En la zona occitana del Languedoc (Sur de Francia) el catarismo fue no sólo  es aceptado sino incluso adoptado por buena parte de la nobleza. Sus adeptos se multiplicaron especialmente destacada en Albi (de ahí lo de albigenses). El catarismo se extendió por toda Europa como ya he dicho desde mediados del siglo X, pero fue en el siglo XII cuando de verdad se comenzó a generalizar y arraigó entre la población. De hecho en la segunda mitad de este siglo estaba tan arraigada y con una estructura tan sólida que en 1174 los cátaros celebraron su primer concilio, con la presencia de los obispados cátaros franceses y el papa cátaro. Para entonces la Iglesia católica ya veía el catarismo no sólo como una herejía, sino también como una gran amenaza: estaba creciendo demasiado, y además a su costa. No podían permitirlo y, efectivamente, decidieron actuar antes de que fuera demasiado tarde.

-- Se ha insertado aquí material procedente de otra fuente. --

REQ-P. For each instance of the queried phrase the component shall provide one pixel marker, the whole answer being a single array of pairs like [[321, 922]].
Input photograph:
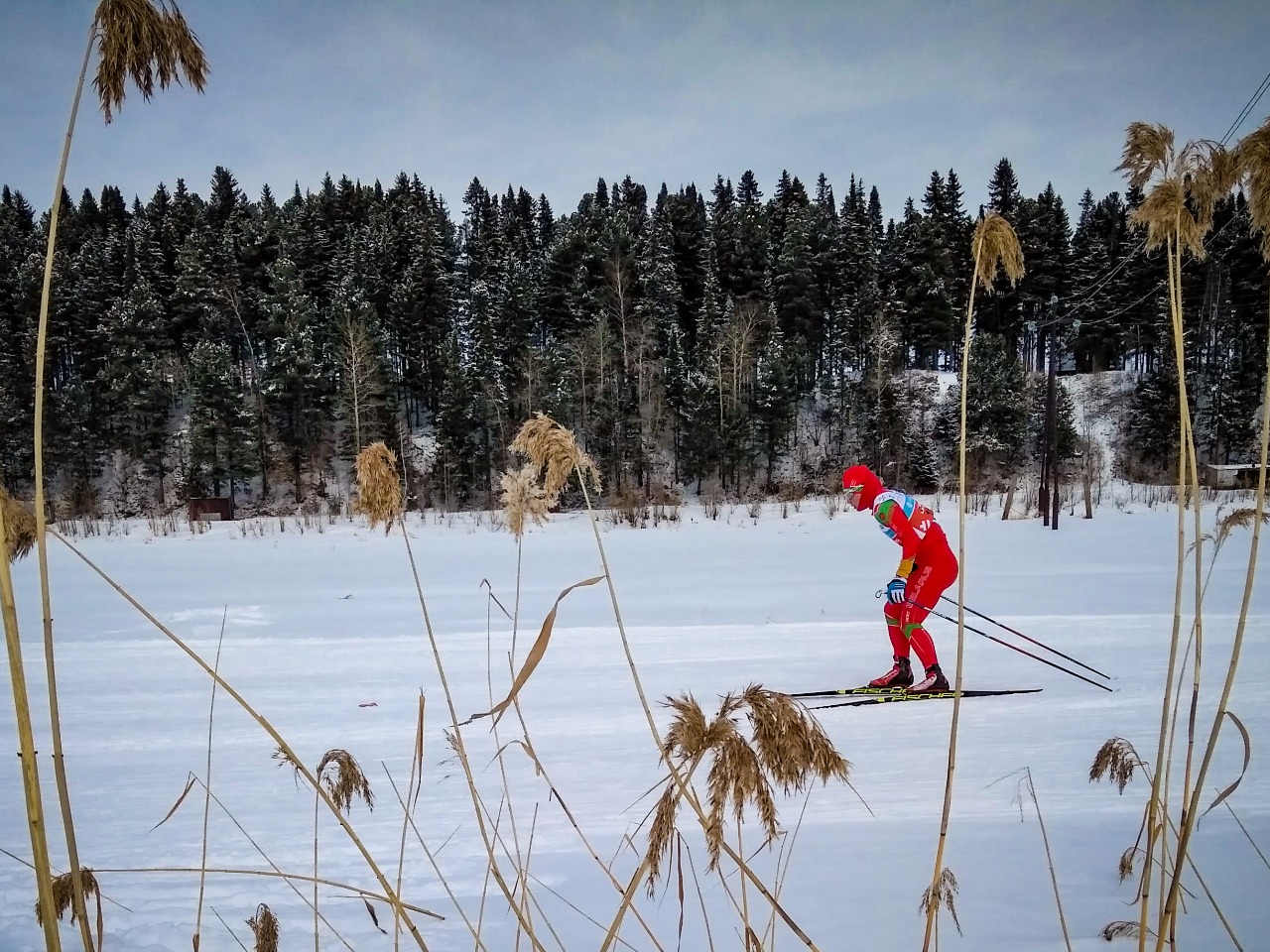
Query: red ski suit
[[926, 562]]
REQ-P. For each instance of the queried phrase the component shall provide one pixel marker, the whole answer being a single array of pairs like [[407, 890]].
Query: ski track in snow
[[318, 625]]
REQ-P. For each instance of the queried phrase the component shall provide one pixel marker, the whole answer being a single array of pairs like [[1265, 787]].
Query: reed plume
[[942, 892], [994, 248], [379, 490], [64, 896], [1183, 185], [1252, 162], [149, 44], [343, 778], [785, 748], [19, 529], [153, 45], [556, 453], [264, 928], [524, 497], [1116, 761]]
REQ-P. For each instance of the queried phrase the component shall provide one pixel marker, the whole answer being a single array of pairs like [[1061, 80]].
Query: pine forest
[[731, 343]]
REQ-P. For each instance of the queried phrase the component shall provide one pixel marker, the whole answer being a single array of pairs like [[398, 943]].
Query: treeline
[[729, 339]]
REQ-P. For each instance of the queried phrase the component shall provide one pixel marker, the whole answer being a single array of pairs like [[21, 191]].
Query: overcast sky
[[550, 95]]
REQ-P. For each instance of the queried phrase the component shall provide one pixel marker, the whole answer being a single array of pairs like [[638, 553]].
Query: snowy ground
[[318, 625]]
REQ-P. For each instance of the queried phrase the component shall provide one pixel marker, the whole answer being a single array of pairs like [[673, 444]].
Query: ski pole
[[1025, 638], [1012, 648]]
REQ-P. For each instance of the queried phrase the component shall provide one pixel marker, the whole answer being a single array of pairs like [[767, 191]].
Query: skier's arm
[[892, 516]]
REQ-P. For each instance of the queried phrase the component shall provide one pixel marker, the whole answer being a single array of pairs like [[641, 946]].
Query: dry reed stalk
[[412, 792], [1049, 861], [1116, 760], [1170, 214], [786, 748], [552, 447], [344, 779], [151, 45], [554, 451], [942, 892], [1252, 164], [19, 529], [264, 928], [540, 770], [64, 898], [252, 712], [524, 497], [207, 797], [27, 752], [454, 737], [379, 490], [536, 654], [275, 874], [994, 248], [409, 817]]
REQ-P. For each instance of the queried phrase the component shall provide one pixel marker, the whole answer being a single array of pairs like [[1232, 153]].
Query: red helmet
[[862, 483]]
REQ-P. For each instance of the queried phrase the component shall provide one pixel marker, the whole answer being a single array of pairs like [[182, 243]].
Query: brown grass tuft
[[661, 834], [146, 42], [943, 892], [1120, 929], [554, 451], [264, 928], [994, 245], [379, 490], [64, 892], [1243, 518], [343, 778], [19, 529], [1116, 760], [1252, 159], [1147, 150], [524, 497], [788, 748], [792, 746], [1189, 182]]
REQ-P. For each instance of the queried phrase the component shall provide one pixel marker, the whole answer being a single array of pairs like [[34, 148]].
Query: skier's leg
[[916, 608], [894, 629], [901, 675], [930, 579]]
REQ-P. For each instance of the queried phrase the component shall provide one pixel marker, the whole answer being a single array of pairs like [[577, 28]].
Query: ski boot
[[898, 676], [934, 682]]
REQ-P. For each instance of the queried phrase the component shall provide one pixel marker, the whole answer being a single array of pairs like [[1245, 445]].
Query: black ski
[[842, 692], [898, 694]]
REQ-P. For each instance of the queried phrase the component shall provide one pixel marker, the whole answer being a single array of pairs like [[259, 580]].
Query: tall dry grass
[[36, 825], [263, 722], [1183, 184], [994, 250], [556, 457], [376, 470], [1250, 163], [150, 45]]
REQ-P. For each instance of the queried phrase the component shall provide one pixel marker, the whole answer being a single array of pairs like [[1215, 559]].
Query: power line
[[1247, 109], [1124, 262]]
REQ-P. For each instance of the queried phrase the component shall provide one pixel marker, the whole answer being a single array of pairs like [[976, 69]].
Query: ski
[[842, 692], [889, 694]]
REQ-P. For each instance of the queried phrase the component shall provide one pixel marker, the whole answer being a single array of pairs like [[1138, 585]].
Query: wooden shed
[[211, 509], [1230, 475]]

A principios del siglo XIII el papa Inocencio III encargó a dos monjes cistercienses la tarea de recuperar las almas descarriadas del Languedoc para la Iglesia católica. Estos dos monjes se reunieron en Béziers con Pedro II de Aragón (Béziers, Carcasona y Narbona eran feudatarios de este rey, mientras que Montpellier había jurado fidelidad años antes a Alfonso VII de Castilla) quien, a pesar de acatar los mandatos de la Santa Sede, rechazó levantar la espada contra sus súbditos. ¿Y qué hicieron entonces? Pues no se les ocurrió otra cosa que, en compañía de otro abad, recorrer el territorio intentando evangelizar a aquellos herejes. Y lo hicieron muy al estilo de la Iglesia de la época, en lujosos coches de caballos y con toda una comitiva de sirvientes. Mostrando a los cátaros justo lo que éstos más reprochaban a la Iglesia católica. Por supuesto no consiguieron absolutamente nada, aparte de causar el efecto contrario al que pretendían. Tardaron, pero se dieron cuenta, así que cambiaron radicalmente de método y comenzaron a predicar mostrando pobreza y en parejas, como los primeros apóstoles. Y así fue como empezaron a ver resultados y a convertir a los primeros cátaros e incluso a algunos prefectos. El método era eficaz… pero lento y molesto para los monjes.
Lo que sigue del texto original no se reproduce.